Whatever your opinions of twerking are, it’s ingrained itself pretty firmly into pop culture at the moment. Rather than fight back, Danish headphone manufacturer AiAiAi brought together a crew to make music made “by the booty, for the booty.” As such, AiAiA set out to create a device that could follow the movement of a dancer’s backside to trigger samples and lay down a beat. But in order to make this dream a reality, Aiaiai’s engineers knew they would need some help.
For the samples and beats, Portuguese beatmaker Branko from Buraka Som Sistema brings in deep cuts and a rooted background in dance and club music. A prolific producer, Branko is skilled in collaborating with other artists and seeking outside influence. While he’s responsible for creating a healthy share of the beats people dance to, this may have been his first experience in which the dancing was responsible for creating the beats. (The advisory warning on those skin tight pants above is probably no coincidence — kids, close your eyes.)
The dancer’s motion needed to be tracked, so AiAiAi reached out to design crew Omnipresent World of Wizkids, an innovative entity responsible for everything from futuristic handheld MIDI (Musical Instrument Digital Interface) controllers to benches that disrupt your cell signal.

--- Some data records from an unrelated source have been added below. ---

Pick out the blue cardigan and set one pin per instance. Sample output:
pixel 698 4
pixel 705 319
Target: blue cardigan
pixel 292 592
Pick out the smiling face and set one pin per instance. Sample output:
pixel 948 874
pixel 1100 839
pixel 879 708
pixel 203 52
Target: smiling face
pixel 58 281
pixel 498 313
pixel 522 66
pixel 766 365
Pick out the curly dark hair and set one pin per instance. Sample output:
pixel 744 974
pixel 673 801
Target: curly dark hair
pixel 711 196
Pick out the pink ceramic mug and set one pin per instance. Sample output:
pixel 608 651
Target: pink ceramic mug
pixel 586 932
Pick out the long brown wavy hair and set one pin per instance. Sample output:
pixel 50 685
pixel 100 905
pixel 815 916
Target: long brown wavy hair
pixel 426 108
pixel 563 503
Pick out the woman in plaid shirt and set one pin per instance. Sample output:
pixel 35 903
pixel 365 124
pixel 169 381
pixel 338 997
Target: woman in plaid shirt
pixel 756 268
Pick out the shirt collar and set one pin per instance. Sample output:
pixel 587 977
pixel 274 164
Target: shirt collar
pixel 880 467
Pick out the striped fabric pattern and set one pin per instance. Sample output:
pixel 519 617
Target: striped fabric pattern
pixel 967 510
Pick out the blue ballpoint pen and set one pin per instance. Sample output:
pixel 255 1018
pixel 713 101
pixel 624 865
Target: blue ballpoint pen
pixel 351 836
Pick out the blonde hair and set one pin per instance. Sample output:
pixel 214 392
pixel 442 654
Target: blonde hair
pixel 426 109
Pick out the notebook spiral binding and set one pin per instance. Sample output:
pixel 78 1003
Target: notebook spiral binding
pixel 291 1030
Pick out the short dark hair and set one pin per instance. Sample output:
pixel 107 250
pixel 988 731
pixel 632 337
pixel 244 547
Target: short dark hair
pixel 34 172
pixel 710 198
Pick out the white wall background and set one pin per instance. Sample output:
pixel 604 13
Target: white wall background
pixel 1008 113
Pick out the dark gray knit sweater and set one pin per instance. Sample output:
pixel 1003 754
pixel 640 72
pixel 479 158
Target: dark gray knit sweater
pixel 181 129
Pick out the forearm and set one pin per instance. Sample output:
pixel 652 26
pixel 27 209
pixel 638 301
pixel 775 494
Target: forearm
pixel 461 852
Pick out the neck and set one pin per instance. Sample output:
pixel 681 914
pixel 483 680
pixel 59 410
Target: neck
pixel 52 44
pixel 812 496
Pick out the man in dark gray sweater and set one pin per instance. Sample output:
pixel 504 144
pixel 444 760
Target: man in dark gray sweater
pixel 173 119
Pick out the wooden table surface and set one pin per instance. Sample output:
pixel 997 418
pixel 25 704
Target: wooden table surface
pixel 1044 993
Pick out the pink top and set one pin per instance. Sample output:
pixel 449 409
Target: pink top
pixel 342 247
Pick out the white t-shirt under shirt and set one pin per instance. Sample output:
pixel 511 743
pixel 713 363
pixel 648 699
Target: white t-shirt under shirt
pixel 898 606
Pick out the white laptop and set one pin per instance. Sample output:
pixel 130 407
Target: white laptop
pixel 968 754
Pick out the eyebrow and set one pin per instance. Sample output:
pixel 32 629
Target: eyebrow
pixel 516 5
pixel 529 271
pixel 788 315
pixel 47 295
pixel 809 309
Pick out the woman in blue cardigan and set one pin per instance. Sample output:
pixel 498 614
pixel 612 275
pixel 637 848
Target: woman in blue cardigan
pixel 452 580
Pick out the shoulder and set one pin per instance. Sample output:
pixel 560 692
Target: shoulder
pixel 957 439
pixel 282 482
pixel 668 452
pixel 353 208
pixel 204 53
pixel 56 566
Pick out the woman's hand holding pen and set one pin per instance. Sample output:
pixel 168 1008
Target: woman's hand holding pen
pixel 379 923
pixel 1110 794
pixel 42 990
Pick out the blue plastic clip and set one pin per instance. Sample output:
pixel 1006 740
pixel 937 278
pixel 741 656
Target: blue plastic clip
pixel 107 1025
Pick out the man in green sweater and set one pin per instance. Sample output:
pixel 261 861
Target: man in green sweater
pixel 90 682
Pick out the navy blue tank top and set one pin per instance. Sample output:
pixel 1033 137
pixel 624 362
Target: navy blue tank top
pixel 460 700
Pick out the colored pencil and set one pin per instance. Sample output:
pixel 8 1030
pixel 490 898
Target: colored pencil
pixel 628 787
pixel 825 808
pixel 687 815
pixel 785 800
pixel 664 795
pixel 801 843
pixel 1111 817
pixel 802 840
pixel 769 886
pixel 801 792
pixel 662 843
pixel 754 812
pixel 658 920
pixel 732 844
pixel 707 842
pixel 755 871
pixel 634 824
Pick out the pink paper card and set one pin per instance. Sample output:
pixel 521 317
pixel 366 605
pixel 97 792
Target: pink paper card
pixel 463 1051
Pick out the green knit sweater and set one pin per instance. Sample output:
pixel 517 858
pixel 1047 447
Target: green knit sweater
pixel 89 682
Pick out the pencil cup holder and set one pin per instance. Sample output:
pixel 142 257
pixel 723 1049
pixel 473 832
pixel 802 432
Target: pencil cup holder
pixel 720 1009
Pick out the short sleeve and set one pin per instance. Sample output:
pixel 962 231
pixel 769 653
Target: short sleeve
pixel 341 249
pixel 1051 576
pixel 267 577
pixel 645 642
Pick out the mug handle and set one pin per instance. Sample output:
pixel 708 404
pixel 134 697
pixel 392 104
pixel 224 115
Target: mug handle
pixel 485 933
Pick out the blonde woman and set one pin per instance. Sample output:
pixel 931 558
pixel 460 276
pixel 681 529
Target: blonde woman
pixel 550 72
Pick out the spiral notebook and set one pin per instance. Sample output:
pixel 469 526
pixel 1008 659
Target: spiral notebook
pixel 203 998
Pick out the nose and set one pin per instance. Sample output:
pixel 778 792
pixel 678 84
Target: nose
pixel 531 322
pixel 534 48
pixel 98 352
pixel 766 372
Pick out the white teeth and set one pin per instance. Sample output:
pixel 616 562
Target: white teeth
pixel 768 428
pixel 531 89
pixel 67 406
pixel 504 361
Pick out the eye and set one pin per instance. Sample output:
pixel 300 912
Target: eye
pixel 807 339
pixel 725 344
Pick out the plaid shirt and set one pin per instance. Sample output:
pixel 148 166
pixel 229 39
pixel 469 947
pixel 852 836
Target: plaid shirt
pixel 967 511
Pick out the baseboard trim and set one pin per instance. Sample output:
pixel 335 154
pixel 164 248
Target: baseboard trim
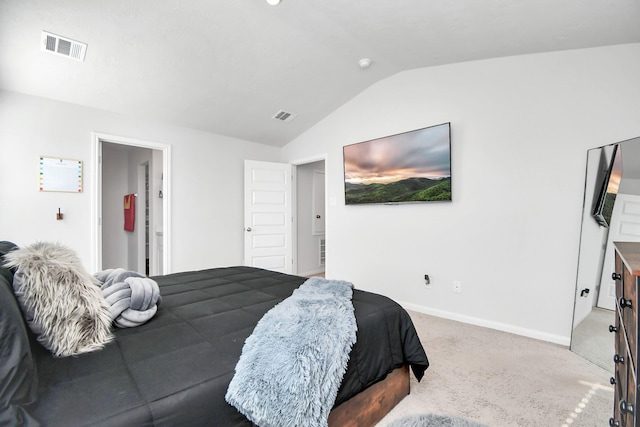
pixel 556 339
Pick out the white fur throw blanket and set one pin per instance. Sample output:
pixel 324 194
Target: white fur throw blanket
pixel 61 302
pixel 133 298
pixel 292 365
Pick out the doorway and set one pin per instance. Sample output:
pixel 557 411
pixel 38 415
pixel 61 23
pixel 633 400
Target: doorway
pixel 127 169
pixel 310 240
pixel 278 236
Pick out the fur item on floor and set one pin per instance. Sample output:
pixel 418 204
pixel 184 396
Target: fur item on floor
pixel 292 364
pixel 61 302
pixel 433 420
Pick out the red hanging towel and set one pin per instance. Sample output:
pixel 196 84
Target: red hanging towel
pixel 129 211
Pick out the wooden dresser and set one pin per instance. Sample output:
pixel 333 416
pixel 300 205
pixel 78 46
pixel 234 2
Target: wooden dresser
pixel 625 381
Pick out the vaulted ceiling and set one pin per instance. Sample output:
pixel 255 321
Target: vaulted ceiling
pixel 228 66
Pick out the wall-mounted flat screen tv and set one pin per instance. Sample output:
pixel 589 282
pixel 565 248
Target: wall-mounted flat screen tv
pixel 413 166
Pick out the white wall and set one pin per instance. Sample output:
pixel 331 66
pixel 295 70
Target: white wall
pixel 521 127
pixel 207 183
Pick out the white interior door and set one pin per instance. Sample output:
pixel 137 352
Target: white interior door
pixel 268 215
pixel 625 227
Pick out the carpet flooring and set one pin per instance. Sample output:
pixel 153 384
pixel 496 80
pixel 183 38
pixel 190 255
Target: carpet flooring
pixel 592 339
pixel 501 379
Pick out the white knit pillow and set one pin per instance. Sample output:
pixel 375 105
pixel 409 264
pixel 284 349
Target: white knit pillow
pixel 61 302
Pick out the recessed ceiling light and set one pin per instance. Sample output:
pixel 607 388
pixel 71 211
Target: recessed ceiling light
pixel 364 63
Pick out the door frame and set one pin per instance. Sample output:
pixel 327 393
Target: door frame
pixel 96 202
pixel 295 164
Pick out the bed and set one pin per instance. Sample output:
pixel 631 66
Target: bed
pixel 175 369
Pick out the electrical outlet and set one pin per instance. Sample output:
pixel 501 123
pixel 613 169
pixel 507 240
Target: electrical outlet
pixel 457 286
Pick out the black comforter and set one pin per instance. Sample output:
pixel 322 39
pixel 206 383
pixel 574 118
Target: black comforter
pixel 175 369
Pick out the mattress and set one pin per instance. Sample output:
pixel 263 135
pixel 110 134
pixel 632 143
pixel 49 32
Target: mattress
pixel 175 369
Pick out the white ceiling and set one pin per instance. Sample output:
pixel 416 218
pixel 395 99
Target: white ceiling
pixel 227 66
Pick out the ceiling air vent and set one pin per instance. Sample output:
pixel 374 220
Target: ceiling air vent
pixel 284 116
pixel 63 46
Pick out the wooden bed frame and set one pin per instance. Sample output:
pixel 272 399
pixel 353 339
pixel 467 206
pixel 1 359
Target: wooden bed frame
pixel 368 407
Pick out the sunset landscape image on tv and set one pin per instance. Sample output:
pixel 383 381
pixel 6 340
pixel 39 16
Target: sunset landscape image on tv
pixel 414 166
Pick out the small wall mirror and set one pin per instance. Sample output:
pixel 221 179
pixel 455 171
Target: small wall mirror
pixel 611 213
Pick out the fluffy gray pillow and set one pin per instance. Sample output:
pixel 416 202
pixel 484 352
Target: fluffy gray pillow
pixel 61 302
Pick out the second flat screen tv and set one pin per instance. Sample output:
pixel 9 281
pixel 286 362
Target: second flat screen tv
pixel 413 166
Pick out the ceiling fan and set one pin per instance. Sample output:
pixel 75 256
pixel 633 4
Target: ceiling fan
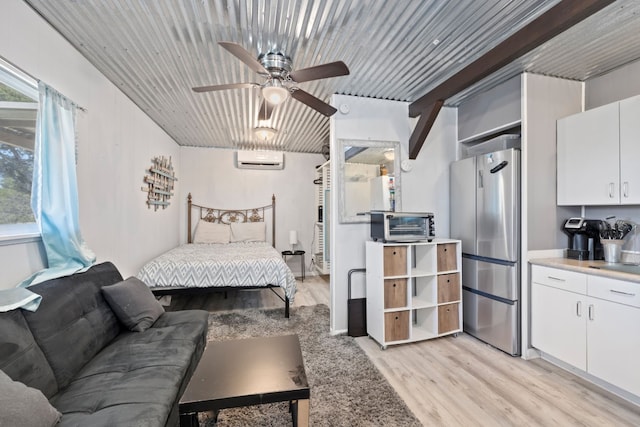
pixel 280 82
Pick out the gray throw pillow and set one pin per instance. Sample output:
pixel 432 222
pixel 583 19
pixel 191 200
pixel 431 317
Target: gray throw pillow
pixel 133 303
pixel 24 406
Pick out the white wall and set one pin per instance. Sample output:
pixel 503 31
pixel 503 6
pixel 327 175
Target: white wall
pixel 116 142
pixel 213 180
pixel 611 87
pixel 381 120
pixel 616 85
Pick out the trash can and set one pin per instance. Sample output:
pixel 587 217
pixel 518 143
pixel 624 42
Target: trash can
pixel 357 310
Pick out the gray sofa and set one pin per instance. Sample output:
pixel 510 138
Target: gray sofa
pixel 90 367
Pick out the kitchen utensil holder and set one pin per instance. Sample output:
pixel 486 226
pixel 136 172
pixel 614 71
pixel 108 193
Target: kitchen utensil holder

Armed with an Arduino open-sourced sensor board and some accelerometers, OWOW was charged with tracking the dancer’s movements and interpreting the data for Branko.
But of course, they still needed someone to do the twerking. For that task, there was no better choice than Twerk Queen Louise, a Copenhagen-based dancer whose twerking skill knows no bounds. She’s performed with a number of prominent artists, including Major Lazer, and is the self-proclaimed Danish monarch of the dance style.
OWOW’s “Booty Drum” mounted a pair of accelerometers on the dancer to track the velocity and timing of her booty gyrations. This data was collected by an Arduino microcontroller, where it was translated into MIDI data to trigger samples and drum hits that followed specific directions and movements. In real time, Twerk Queen Louise can pop and lock to hear the results of her dancing alongside Branko’s production process. The result is a track that you can definitely shake it to, with unique rhythms and a big bass line.
But the experiment is about more than just dancing. For AiAiAi it was an opportunity to change the perception of twerking by matching it up with technology, and aligning it with the creative forces behind the music. The Real Booty Music project takes dancing as a tradition and uses it as an instrument, so the dancer is a part of the creation of the track. Not too serious, and a lot of fun, Real Booty Music brings together technology, music, and dancing — twerking out dance club hits is just the beginning.